Like it what, it grows on trees? You ever see a field with chunks of tofu growing all over? I'll tell you what's natural. You know what's natural? You know what they eat in the rain forests, I tell her, those little guys with the blow guns and the leather jock straps, climbing trees all the time, you know what they eat? You know what's natural for those guys? Sure, of course, they eat a lotta weeds and stuff when they don't have any choice, rocks and dirt too, probably, who knows, but what really turns 'em on, what really floats their boat, is nice fresh monkeys. That's what they really like. They shoot down a monkey with one of those darts they got and they're happy as clams. Okay,” he said, and pushed a button on the machine. “Nothing.”

“What does that mean?” I asked him.

“Means we eliminate the second string. Now we see about the first.” He stalked, long arms swinging, over to a locked metal cabinet. “So anyway, I say to her, I say, maybe, you want natural, we should go someplace they got monkeys. …”

I let his voice fade out and I glanced around the garage. Tape decks and CB radios, some used, some still in their boxes, arranged in stacks along the plywood shelves. Speakers, too, and amplifiers and graphics equalizers, and piles of complicated equipment that probably I would never be able to identify.

“… solutely
gross
, she says.” He was circling the car again, holding this time a red metal box, larger than the first. “I can't believe you'd say that, she says. Are you some kind of—hold
on
, man, we are
hot
here.” Excited now, holding the box before him as though it were a treasure chest, he was approaching the rear of the wagon.

“Something?” I said.


Something
, man, Jesus Christ, you have got a goddamn
honey
in here.” He was at the tailgate. “You got the keys to the gate?”
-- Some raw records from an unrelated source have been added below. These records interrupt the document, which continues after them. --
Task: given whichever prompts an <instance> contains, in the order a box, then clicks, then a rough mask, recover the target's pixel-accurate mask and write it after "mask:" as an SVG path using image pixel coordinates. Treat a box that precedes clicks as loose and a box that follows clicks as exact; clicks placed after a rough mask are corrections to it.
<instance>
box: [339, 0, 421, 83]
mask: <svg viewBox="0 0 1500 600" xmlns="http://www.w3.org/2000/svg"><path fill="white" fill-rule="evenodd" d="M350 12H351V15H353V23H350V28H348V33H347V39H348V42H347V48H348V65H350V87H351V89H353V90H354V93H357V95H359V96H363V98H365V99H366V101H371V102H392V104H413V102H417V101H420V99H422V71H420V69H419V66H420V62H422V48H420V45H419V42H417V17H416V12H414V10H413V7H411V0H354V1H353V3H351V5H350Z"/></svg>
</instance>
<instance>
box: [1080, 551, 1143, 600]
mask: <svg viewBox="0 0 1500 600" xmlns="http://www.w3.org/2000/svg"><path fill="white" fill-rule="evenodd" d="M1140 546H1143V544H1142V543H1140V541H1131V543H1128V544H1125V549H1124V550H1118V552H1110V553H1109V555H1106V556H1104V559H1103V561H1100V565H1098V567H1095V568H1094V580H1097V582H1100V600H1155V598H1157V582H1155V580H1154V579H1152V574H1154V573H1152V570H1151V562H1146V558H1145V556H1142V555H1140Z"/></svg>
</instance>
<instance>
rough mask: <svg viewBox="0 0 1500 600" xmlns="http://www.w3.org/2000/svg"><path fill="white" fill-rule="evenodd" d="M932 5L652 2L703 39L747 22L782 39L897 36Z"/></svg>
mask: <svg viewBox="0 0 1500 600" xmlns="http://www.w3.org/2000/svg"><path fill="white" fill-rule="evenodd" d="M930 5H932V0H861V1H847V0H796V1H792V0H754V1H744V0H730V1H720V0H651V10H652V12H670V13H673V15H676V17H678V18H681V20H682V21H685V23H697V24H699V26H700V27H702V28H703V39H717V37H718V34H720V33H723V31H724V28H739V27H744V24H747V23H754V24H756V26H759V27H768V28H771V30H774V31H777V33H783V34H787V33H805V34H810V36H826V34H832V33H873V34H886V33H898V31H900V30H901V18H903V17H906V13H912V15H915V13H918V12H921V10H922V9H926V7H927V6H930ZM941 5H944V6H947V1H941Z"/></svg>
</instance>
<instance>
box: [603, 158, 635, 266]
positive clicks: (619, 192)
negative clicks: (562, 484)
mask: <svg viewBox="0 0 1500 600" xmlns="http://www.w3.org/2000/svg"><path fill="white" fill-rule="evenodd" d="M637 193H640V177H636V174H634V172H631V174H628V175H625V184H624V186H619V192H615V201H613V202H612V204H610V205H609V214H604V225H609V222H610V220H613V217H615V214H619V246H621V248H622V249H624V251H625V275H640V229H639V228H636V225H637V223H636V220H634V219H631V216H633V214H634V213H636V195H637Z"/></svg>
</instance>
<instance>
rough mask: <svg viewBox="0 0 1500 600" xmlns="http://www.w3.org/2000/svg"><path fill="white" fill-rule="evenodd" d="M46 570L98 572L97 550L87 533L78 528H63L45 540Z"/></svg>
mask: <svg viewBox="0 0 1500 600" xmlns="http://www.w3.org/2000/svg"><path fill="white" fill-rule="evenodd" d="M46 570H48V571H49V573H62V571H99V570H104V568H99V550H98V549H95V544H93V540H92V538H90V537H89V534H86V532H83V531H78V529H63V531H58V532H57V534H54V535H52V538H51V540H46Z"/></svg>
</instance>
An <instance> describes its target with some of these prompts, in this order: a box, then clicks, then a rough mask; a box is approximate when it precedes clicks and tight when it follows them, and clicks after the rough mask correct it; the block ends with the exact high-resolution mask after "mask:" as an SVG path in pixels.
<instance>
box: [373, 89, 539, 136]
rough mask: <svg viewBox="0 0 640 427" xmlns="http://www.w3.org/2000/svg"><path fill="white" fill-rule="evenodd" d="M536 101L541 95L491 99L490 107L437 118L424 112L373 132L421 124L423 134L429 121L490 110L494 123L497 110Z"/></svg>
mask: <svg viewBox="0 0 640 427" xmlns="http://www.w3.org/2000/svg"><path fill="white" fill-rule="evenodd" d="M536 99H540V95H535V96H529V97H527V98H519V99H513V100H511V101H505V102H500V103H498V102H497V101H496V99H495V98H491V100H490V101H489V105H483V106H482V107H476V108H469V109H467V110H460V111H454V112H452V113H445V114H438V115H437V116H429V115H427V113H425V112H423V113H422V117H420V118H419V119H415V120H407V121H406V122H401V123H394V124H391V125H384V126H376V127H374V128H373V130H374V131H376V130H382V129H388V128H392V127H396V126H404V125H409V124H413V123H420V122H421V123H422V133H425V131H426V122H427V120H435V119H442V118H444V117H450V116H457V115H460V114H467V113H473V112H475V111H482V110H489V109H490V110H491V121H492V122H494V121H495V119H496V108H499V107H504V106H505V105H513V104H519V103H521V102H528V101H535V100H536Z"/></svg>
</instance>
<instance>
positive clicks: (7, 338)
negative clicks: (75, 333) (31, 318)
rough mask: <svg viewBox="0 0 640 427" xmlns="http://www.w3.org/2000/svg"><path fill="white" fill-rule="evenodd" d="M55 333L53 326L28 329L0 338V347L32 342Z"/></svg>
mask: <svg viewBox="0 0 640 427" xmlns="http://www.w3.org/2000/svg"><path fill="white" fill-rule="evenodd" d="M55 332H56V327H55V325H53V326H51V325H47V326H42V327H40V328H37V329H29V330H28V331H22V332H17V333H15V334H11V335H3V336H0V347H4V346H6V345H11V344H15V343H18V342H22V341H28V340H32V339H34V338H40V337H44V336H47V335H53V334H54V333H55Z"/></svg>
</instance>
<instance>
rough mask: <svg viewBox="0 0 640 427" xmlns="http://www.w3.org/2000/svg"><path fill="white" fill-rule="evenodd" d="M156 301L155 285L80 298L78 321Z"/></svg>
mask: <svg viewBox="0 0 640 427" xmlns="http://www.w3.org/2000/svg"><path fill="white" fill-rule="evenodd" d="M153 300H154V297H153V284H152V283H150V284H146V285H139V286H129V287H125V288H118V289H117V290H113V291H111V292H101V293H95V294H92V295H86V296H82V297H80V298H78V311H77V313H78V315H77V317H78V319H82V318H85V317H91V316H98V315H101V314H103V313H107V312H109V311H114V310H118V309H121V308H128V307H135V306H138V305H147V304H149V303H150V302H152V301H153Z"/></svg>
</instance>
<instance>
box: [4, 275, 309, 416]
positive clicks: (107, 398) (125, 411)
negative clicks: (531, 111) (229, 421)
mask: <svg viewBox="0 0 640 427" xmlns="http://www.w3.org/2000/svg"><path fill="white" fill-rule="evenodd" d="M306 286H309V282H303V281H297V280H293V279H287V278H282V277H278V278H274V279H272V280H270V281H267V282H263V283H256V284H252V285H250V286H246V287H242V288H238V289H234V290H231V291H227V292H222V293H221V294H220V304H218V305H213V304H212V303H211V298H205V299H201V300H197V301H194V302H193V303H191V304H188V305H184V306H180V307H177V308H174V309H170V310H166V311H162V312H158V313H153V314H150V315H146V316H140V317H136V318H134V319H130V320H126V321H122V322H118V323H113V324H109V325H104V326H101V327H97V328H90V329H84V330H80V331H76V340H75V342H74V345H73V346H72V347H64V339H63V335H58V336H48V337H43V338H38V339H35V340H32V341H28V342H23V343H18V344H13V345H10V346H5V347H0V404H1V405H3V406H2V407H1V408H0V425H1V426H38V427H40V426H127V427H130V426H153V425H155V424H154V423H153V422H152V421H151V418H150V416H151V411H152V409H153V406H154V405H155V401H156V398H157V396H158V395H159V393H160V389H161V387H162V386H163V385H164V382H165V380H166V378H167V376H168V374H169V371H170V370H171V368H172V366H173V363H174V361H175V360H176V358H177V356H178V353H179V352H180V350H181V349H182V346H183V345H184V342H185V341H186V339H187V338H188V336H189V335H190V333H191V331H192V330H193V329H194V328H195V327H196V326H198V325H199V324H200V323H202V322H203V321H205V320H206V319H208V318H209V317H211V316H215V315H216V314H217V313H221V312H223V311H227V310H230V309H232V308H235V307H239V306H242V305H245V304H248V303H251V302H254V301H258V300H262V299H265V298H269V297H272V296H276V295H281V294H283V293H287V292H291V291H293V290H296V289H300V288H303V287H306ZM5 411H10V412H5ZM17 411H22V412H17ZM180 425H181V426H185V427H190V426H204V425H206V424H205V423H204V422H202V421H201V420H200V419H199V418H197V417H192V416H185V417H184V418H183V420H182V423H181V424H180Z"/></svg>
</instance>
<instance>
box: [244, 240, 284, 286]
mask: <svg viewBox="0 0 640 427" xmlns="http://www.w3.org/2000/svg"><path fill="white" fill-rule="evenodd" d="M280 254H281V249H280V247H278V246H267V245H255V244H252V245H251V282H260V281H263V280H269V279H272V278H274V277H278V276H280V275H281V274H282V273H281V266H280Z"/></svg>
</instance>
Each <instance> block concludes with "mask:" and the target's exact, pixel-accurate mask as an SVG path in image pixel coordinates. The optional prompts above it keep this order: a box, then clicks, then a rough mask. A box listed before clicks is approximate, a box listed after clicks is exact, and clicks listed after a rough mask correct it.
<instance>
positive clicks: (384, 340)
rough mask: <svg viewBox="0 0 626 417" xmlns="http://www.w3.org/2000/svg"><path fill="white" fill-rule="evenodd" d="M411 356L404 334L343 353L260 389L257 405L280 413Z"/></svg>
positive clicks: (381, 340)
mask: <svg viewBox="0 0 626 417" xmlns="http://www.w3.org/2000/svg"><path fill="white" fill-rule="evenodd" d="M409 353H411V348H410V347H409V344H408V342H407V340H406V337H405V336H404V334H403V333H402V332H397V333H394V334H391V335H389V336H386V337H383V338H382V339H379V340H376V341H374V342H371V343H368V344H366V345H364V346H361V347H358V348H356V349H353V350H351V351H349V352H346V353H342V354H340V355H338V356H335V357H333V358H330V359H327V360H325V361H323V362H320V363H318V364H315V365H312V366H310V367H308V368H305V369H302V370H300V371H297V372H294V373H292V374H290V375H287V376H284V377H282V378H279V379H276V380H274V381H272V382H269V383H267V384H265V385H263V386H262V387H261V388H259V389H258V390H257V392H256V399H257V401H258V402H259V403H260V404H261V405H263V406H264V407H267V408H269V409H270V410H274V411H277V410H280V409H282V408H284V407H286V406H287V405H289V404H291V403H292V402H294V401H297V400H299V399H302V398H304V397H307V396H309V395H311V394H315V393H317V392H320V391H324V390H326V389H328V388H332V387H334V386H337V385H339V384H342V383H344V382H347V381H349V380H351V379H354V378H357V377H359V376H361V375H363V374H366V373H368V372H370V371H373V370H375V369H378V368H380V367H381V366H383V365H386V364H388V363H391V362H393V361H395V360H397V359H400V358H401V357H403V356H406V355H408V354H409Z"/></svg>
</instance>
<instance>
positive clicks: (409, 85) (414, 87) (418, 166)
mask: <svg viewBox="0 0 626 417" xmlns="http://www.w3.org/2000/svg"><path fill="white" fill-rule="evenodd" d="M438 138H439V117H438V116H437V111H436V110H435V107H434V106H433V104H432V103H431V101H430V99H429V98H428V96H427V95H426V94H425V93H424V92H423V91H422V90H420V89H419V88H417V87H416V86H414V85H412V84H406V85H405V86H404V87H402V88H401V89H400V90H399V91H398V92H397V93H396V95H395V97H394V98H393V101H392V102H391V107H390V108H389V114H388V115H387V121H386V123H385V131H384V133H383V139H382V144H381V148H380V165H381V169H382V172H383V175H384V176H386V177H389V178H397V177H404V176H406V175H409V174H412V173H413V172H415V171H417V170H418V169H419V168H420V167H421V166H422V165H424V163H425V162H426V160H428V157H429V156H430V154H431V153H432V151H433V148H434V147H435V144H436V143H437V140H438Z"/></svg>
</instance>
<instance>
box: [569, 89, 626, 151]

I took them from my pocket, walked over, handed them to him. He unlocked the top gate, lifted it, swung the box inside. “Sonofabitch, man, you got the
mother
of honeys.” I moved closer as he turned and set the metal box on the floor. He reached into his pocket, fished out a small flashlight, lowered the bottom gate, leaned into the cargo space. He threw back a flap of the carpeting and tugged off the stiff sheet of plastic that concealed the spare tire well. “
There
you are, sweetie,” he said, his voice hushed. “Oh, Jesus, you are just one beautiful little honey, aren't you now?” He looked back to me over his shoulder. “C'mere. Take a look.”

I drove up north on St. Francis past the Old Taos Highway, turned left on Camino La Tierra. This used to be called Buckman Road, back before the developers put in La Tierra, a community of expensive adobe homes tucked between the juniper and piñon on ten-acre lots. It was paved, and some traffic had already passed over it this morning—the snow was gray and rutted. Roy Alonzo's house was somewhere back in here, among the rolling hills, but I wasn't going to Roy Alonzo's house.

Two or three miles in, the road went from pavement to dirt beneath the snow, and the station wagon began to fishtail. I slowed down and shifted into four-wheel. There were fewer tire tracks here, and after another mile or so there were none at all. I drove on for half a mile, found a space to turn around, angled the car to block the road, put the stick into neutral, left the engine running, and got out. Arms crossed, I leaned back against the right front fender. Once again, I waited.